Modifier les équilibres
C.
me raconte que sa mère de 75 ans s'est fracturé le bassin à la
montagne. Elle s'est fait rentrer dedans par une jeune femme sans doute
imprudente. À première vue, cette information a tout du drame : une
femme d'un certain âge victime d'un grave accident. En entendant
l'histoire, je me dis déjà qu'elle va dépérir et que la cohorte des
sévices des années qui passent va bientôt s'abattre sur elle.
En
réalité, sa mère est maintenant en maison de convalescence et se porte
comme un charme.

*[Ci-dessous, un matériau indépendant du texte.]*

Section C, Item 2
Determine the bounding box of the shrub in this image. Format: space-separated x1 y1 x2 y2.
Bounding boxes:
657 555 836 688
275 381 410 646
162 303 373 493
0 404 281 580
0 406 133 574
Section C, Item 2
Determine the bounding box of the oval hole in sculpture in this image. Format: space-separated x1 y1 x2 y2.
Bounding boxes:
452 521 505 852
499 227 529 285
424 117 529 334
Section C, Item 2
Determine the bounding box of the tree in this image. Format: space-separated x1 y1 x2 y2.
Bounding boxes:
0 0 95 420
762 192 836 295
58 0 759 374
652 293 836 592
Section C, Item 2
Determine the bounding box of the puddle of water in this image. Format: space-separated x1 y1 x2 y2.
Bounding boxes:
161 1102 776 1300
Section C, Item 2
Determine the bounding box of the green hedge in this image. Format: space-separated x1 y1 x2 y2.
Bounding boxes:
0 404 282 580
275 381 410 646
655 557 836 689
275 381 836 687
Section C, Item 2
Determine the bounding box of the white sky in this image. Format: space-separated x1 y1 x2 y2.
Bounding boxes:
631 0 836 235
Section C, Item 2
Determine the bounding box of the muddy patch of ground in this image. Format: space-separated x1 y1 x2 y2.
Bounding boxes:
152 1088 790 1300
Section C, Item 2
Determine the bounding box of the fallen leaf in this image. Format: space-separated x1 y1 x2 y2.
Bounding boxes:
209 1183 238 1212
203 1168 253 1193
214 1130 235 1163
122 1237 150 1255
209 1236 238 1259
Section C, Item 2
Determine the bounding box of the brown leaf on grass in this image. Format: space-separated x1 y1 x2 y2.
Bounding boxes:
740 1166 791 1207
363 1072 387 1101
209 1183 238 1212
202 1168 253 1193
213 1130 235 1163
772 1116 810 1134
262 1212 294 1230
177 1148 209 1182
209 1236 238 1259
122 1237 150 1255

Plus encore ! Elle, qui a toujours apprécié la vie en
collectivité, est ravie d'être là. Elle parle à tout le monde, s'est
fait de multiples amis.
À
la maison, poursuit C., c'était toujours mon père qui prenait la
parole, tandis que ma mère se tenait en réserve. Là, c'est le contraire
qui se produit : quand il vient la voir, il reste tranquillement sur sa
chaise à écouter les conversations.
Cela
ne s'arrête pas là : C. a passé le week-end dans la maison de ses
parents, donc seule avec son père. Celui-ci était ravi de lui faire à
manger. « Quand ta mère est là, dit-il, elle préfère le faire. »
Où
l'on voit qu'une mauvaise nouvelle apporte des changements plutôt
réjouissants. « Derrière chaque pire, il y a un mieux », disait la
grand-mère que j'évoquais dans l'introduction. Son petit-fils voulait
devenir pompier mais venait d'être refusé à la visite médicale.
Aujourd'hui, il se prétend plus heureux que s'il avait suivi la voie
qu'il avait initialement choisie.
Ainsi
du conflit : une détérioration de la relation et de la tranquillité
pour, pouvons-nous l'espérer, quelque chose de meilleur. En gardant à
l'esprit que l'absence de conflit n'ouvre pas la voie de la stagnation,
mais de la détérioration... Il est le moyen de retrouver des équilibres
avant que les déséquilibres cachés ne ruinent la situation.